I Locali “esclusivi” (e divisivissimi)
sono il loro Mondo (e la nostra salvezza, diciamolo, visto che ci
permettono di non frequentarli più di tanto per indegnità), si
chiamino Billionaire o Circolo dei Canottieri. Li chiameremo per questo "razzisti"? Giammai: stronzi elitari, senza attico a New York, ma in qualche isola esotica, sì, però.
Orbene, lascino la libertà ai loro
vicini di abbandonare il locale, quando decidano di onorare con la
loro presenza luoghi in genere a loro inadatti negli imi bassifondi
della vita reale.
Non hanno evidenti nasi grifagni che li
rendano distinguibili, né unghie adunche per poterli individuare.

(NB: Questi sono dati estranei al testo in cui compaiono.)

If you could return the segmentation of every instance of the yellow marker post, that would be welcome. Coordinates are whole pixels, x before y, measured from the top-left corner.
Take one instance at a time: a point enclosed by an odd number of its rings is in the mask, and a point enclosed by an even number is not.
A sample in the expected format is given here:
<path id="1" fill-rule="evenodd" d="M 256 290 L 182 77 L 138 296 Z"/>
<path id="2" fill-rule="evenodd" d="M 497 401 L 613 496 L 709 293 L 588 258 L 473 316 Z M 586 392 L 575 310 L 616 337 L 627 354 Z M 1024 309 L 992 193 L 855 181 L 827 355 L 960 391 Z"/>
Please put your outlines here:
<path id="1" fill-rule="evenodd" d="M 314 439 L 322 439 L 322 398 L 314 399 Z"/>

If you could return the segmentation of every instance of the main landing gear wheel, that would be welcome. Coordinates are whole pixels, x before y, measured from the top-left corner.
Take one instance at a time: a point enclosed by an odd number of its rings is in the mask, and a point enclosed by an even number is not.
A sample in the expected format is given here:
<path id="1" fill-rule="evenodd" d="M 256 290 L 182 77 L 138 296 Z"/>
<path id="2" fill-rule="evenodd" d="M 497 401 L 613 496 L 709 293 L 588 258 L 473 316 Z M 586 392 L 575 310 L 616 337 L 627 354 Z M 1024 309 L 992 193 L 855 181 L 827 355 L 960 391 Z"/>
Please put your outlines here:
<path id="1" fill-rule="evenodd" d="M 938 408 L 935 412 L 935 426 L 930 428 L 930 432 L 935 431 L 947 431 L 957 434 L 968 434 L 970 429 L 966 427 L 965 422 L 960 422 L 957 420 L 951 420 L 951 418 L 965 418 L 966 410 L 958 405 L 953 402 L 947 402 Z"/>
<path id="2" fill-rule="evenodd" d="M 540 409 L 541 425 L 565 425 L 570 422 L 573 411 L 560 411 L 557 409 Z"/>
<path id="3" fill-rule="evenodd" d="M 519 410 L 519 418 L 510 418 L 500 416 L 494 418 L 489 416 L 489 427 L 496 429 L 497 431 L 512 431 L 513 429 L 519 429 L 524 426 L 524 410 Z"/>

Prendete ad esempio Borgonovo, il
Mastro Lindo videdirettore de “La Verità”: è così laccato e
perbene che lo presentereste, senza sfrucugliare troppo nel suo
passato, alla vostra attempata figliuola per un bel matrimonio
combinato.
Leggete, però, bene bene quello che
scrive e dice in TV e, se non aveste gli occhi foderati di prosciutto
padano, non avreste dubbi nell'inserirlo nella categoria che gli
compete.
Senza cartellino, però, l'operazione
sarebbe improba a prima vista: non ha i frenologici segni della sua
superiorità mentale, quella che gli permette, corroborato dalla
sicurezza tipica delle razze superiori, senza vile indugio, un
giudizio illuminante sulle plebi inette della Sinistra.
Che un cartellino glitterato, una
stella argentea , una croce uncinata gli sia appuntata al petto,
perché tutti sappiano chi è. Rifulga la sua fama e il plauso degli
Illuminati!
Poi ognuno scelga: lo si baci pure,
facendosi un selfie con lui, quale eroe della controinformazione e
per la sua indefessa difesa della Famiglia, della Patria e di Dio
contro gli amanti delle Teorie Gender, dei torbidi segreti di
Bibbiano e delle trame antipatriottiche della Sinistra tutta.
Ma, a mio avviso, sine ira et sine
studio, consiglierei ai più quei cinquanta metri di distanza, quella
distanza che si suol dire di sicurezza: permetterà loro di non
sentire le sue fregnacce lamentose, i discorsi a cappella, le
personalissime ricostruzioni della cattiva fede altrui, la difesa degli indifendibili e
l'insopportabile e ineluttabile vittimismo degli intellettuali che
dicono di sentirsi incompresi perché sono di Destra. Sono incompresi, e a ragione, per altri motivi che qui è bello tacere.